De Filippis’in filmi geniş aile dinamiklerini gözlemleme konusunda daha kendinden emin. Mona’nın olduğu sahneler dramaya hayati bir enerji katıyor. Milano’nun karakteri tasarım gereği çok yer kaplıyor ama oyuncu aynı zamanda anne figürünü karmaşıklaştırmaya da çalışıyor.
Özellikle güçlü bir sahnede Mona, onun bakımını sınırlı bir kaynak olarak çerçeveleyerek trans kızına yönelik kendi empatisinin sınırlarını ortaya koyuyor. Siena’ya kendisi için endişelenemeyeceğini çünkü dikkatinin Ren’i desteklemeye odaklanması gerektiğini söyler. Bu, her iki kızı da inciten ve ironik bir şekilde bize Ren hakkında filmin çoğundan daha fazlasını anlatan bir duygu. Annesinin endişesini reddediyor ve bunun yerine ailesinin onu nasıl desteklemesini istediğini merak ediyorsun.

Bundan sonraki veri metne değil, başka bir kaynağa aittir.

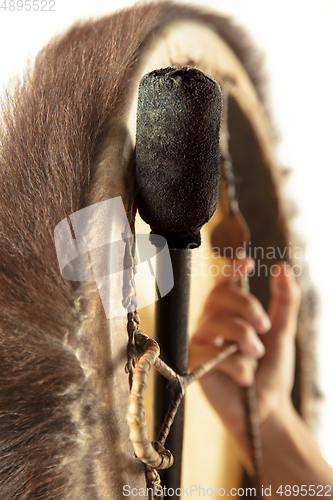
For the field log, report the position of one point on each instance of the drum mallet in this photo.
(178, 171)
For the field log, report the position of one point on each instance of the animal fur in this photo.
(55, 124)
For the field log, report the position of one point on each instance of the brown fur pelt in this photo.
(54, 125)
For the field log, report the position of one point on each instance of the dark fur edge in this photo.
(53, 125)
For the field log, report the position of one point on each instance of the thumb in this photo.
(285, 300)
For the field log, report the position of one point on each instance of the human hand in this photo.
(232, 315)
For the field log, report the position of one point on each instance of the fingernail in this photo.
(264, 323)
(257, 348)
(218, 341)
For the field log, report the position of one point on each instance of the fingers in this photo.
(233, 270)
(285, 301)
(226, 298)
(237, 302)
(217, 329)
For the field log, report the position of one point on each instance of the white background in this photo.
(297, 39)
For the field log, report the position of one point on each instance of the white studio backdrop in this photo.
(296, 37)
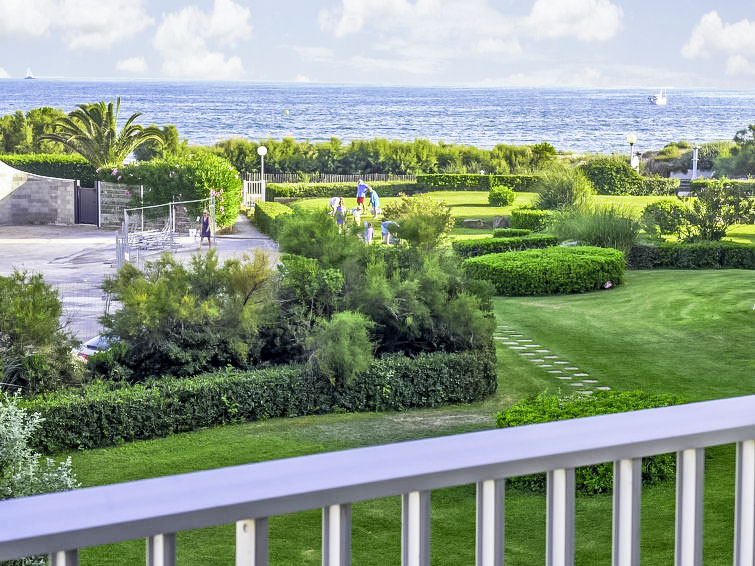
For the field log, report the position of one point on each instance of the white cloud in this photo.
(183, 39)
(85, 24)
(586, 20)
(132, 65)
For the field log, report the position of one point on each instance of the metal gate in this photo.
(85, 205)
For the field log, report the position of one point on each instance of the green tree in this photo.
(91, 131)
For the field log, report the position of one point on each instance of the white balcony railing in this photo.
(59, 524)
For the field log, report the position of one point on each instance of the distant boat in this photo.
(658, 99)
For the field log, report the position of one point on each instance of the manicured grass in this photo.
(682, 332)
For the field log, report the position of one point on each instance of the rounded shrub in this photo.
(501, 196)
(554, 270)
(597, 478)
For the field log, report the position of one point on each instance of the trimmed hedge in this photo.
(597, 478)
(701, 255)
(267, 216)
(473, 248)
(59, 165)
(553, 270)
(102, 414)
(474, 182)
(510, 232)
(530, 219)
(345, 190)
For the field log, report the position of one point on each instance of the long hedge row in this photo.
(702, 255)
(473, 248)
(472, 182)
(100, 415)
(59, 165)
(553, 270)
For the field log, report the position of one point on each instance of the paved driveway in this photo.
(76, 259)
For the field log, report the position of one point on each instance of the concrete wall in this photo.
(33, 199)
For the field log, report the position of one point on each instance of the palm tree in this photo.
(90, 130)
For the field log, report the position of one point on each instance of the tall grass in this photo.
(611, 226)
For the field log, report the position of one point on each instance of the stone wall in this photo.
(33, 199)
(114, 197)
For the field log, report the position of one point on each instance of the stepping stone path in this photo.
(516, 341)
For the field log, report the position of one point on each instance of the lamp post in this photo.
(262, 151)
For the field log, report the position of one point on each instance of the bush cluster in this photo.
(102, 414)
(474, 182)
(597, 478)
(702, 255)
(473, 248)
(59, 165)
(267, 216)
(553, 270)
(345, 190)
(510, 232)
(530, 219)
(188, 177)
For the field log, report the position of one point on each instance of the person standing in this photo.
(205, 230)
(374, 202)
(362, 189)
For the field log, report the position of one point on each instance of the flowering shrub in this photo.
(188, 177)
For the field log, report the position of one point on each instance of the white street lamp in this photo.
(262, 151)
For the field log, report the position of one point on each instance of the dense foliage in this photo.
(103, 415)
(422, 220)
(181, 320)
(553, 270)
(603, 226)
(35, 351)
(382, 156)
(482, 246)
(185, 178)
(597, 478)
(531, 219)
(58, 165)
(701, 255)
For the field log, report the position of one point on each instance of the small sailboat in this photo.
(658, 99)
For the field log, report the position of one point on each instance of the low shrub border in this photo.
(473, 248)
(553, 270)
(346, 190)
(104, 414)
(702, 255)
(267, 216)
(598, 478)
(530, 219)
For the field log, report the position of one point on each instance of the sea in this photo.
(572, 120)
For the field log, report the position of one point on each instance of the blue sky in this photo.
(592, 43)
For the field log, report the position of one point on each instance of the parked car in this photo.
(92, 346)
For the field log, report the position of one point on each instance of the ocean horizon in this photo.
(578, 120)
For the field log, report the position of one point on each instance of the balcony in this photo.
(156, 509)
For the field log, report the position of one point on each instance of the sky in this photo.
(507, 43)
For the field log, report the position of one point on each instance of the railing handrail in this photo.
(112, 513)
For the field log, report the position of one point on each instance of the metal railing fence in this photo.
(61, 523)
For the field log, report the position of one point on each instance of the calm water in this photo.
(569, 119)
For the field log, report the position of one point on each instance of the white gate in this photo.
(254, 191)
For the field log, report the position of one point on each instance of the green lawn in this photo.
(684, 332)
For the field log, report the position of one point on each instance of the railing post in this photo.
(415, 528)
(627, 493)
(251, 542)
(689, 507)
(559, 537)
(336, 535)
(490, 522)
(161, 550)
(65, 558)
(744, 505)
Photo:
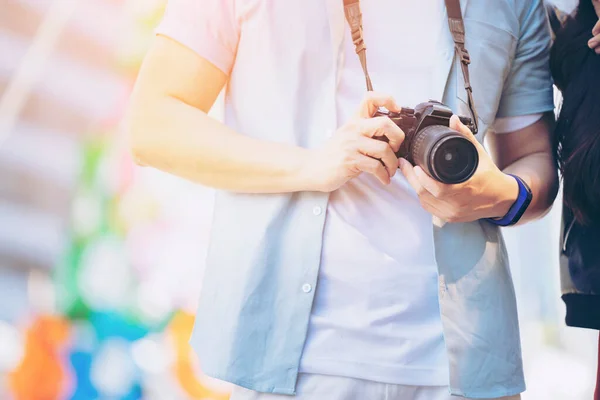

Dün Gece Söylediğin Bir Şey yönetmeninin incelikle anlamlı anlar oluşturma konusundaki becerisine tanıklık ediyor, ancak kahramanı hakkında daha fazla bilgi sahibi olunmadığı için film bazen istemeden de olsa aşılmaz hissedilebilir. Ren’in hayatta olduğu gibi bu tatilde de ilerlemesini izliyoruz ama onu gerçekten tanıyabilecek miyiz?